'SMILF,' Showtime
SMILF. Showtime. Sunday, November 5.
If you're making short films these days, it's all about vision and authenticity and postmodernism rather than the ancient and discredited concept of quality. So Showtime's SMILF (the first S is for "single"; you guess the rest), which originated as a popular film-festival short, has to be presented as a chronicle of the actual life of producer-star Frankie Shaw. This seems, well, unlikely.
SMILF's lead character, Bridgette, is a gritty South Boston actress wannabe who can hold her own in pickup basketball with the neighbor guys. She lives in a scruffy one-room apartment with her son by an amiable but utterly jobless recovering drunk. The only thing emptier than her fridge is the credit remaining on her charge cards.
This doesn't sound a great deal like Frankie Shaw, who went to Milton and Barnard and was already scoring roles in shows like Law & Order: Criminal Intent while she was a college student. I have no idea if Mark Webber, the father of her child, had a drinking problem, but he certainly hasn't had an employment problem: He's an actor with over 70 screen credits in the past 19 years.
A little resume puffery by Shaw is not a big deal. (Though only in Hollywood does it take the form of slumming down your actual life.) What makes it noteworthy in this case is there's so much else about SMILF that that doesn't add up. Beneath that indy-film facade of grainy candor is a big pile of canny Hollywood calculation.
Start with the title, which is supposed to be ironic, because no one is signing onto the "ILF" part of it—Bridgette's most intimate relationship is with a purple vibrator.
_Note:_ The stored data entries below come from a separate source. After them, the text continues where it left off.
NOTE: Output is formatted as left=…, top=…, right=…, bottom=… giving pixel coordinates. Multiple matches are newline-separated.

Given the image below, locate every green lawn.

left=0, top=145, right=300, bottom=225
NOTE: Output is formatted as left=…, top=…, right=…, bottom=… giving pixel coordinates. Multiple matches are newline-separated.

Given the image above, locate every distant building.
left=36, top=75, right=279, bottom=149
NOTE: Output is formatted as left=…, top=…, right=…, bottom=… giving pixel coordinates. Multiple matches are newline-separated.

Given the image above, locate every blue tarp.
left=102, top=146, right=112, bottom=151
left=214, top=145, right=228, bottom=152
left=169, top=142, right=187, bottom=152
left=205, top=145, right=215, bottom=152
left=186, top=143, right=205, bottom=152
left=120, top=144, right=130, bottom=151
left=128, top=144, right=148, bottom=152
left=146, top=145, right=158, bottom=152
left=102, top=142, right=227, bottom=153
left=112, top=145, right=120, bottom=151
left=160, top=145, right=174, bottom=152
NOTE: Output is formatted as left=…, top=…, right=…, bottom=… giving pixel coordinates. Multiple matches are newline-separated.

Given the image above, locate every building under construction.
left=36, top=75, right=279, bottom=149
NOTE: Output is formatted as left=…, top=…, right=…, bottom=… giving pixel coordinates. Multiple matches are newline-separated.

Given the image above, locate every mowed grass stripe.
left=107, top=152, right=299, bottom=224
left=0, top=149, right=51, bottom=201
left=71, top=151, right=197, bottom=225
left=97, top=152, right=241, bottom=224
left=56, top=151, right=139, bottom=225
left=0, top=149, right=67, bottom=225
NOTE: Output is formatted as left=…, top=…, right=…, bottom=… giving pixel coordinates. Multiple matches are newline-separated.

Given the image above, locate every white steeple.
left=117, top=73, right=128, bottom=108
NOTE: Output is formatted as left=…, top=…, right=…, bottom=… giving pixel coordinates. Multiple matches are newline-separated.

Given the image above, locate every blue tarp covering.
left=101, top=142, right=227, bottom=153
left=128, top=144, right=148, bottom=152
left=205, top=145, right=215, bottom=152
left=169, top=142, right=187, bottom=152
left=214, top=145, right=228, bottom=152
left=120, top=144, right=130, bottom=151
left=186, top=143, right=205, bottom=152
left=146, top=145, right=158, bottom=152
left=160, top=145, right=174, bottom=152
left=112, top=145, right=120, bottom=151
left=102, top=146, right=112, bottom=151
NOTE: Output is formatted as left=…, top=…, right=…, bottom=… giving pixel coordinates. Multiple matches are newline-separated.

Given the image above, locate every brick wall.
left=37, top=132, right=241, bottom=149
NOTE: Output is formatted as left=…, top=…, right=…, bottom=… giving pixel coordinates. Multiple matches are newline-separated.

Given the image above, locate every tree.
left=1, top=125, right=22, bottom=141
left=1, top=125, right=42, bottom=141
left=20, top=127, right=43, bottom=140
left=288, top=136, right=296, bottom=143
Though Bridgette is lithe, pretty and—most importantly—singularly undiscriminating in her quest for a sexual partner, she hasn't hooked up once in the months since splitting with her boyfriend. Prospective pickups flee from the sight of her child as if he's a flea-infested vermin in a time of plague.
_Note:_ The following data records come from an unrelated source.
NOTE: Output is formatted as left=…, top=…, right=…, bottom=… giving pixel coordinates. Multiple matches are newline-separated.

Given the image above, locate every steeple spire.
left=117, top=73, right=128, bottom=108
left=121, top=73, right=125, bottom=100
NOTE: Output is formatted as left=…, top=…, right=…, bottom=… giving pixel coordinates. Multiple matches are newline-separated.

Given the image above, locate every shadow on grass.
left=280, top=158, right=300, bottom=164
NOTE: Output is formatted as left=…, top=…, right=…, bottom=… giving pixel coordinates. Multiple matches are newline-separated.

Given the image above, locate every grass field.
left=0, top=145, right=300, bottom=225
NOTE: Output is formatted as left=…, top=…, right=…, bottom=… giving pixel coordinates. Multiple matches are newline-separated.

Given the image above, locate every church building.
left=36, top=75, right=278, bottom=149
Which invites the question, "On which planet?" I understand male commitment phobia, but that fear's about commitment, not no-strings-attached offers of quickies from a delectably naked woman standing two feet away.
Then there's Bridgette's puzzling timeline. She acts like a new mom jittery about her sexual allure—her gynecologist's advice to do kegels triggers the panicked response, "Why? Did you see something up there?" But her little boy is a toddler, 2 or 3 years old. It seems like Shaw wanted some sexual paranoia wisecracks but not the fidgety concept of a horny mom barely removed from the delivery room.
But, despite these conceptual weaknesses—some of which may have been forced on Shaw by suits nervous the instincts of a young, first-time producer, SMILF has a considerable number of merits. Shaw has created a memorable set of characters and assembled an estimable cast to play them.
Chief among them is Connie Britton (Nashville, Friday Night Lights) as Ally, the wealthy mom who pays Bridgette to tutor her aimless teenagers. But the fact that Ally pretends to her family that she's going to yoga exercises, then hides out wolfing down prodigious piles of junk food punctuated by terrifying crying jags suggests her life is more complicated than it appears.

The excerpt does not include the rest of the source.